W tym roku mija osiemset lat od czasu, kiedy św. Franciszek z Asyżu 25 grudnia 1223 roku wystawił we włoskim miasteczku Greccio pierwszą szopkę bożenarodzeniową. Uczynił to ze względu na wyjątkową miłość, jaką darzył tajemnicę Narodzenia Pańskiego. Od tego momentu został zapoczątkowany pobożny zwyczaj wystawiania bożonarodzeniowych szopek w kościołach, klasztorach i domach.

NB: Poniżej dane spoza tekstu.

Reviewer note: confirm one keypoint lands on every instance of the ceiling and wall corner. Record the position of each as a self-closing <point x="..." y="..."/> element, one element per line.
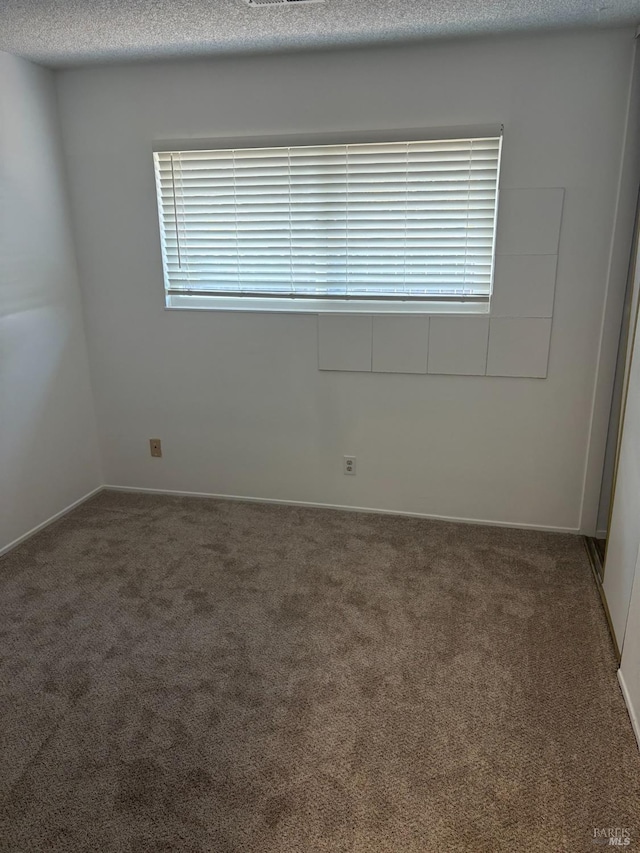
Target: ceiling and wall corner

Przygotowania do świętowania Bożego Narodzenia i nowatorskich obchodów w 1223 roku rozpoczęły się dwa tygodnie przed Bożym Narodzeniem. Franciszek poprosił swojego przyjaciela Jana Velito z Greccio, mówiąc: „Pospiesz się i pilnie przygotuj wszystko, co ci powiem. Chcę bowiem dokonać pamiątki Dziecięcia, które narodziło się w Betlejem. Chcę naocznie pokazać Jego braki w niemowlęcych potrzebach, jak został złożony w żłobie i położony na sianie w towarzystwie wołu i osła” – pisze Tomasz z Celano, pierwszy biograf. Św. Franciszek gorąco pragnął zobaczyć człowieczeństwo Chrystusa – zobaczyć Go swoimi cielesnymi oczyma. Taki był jego życiowy program.
Wizja Bożego Narodzenia
Gdy nastała noc Bożego Narodzenia Franciszek bardzo konkretnie odtworzył noszoną w sercu wizję Bożego Narodzenia. Pisze o nich malowniczo w „Życiorysie” św. Bonawentura, dodając, że Franciszek nie omieszkał prosić papieża o pozwolenie na swą niezwykłą imprezę – i ją otrzymał. „Wówczas kazał przygotować żłób, przynieść siano i przyprowadzić na to miejsce woła i osła. Mąż Boży stał przed żłobem przepełnionym pobożnością, zalany łzami i radością. Przy żłobie odprawiona jest uroczysta msza święta, a Franciszek, diakon Chrystusowy, śpiewał świętą Ewangelię”. Następnie wygłasza do stojących tam ludzi kazanie o narodzeniu się „ubogiego Króla”, którego gdy chciał nazwać po imieniu, z nadmiaru czułej miłości nazwał „Dzieciątkiem z Betlejem”. Wypowiadając to słowo, zdawał się „oblizywać wargi językiem, na podniebieniu smakując i połykając słodycz tego słowa”. Dalszy ciąg opowiadania o mocy uzdrawiającej zabranego ze żłobu siana i o świadectwie wiary wiernych są wymownym świadectwem duchowego odrodzenia uczestników pasterki, dla których pełne miłości gesty Franciszka stały się „czynnikiem pobudzającym oziębłe serca do wiary Chrystusowej”.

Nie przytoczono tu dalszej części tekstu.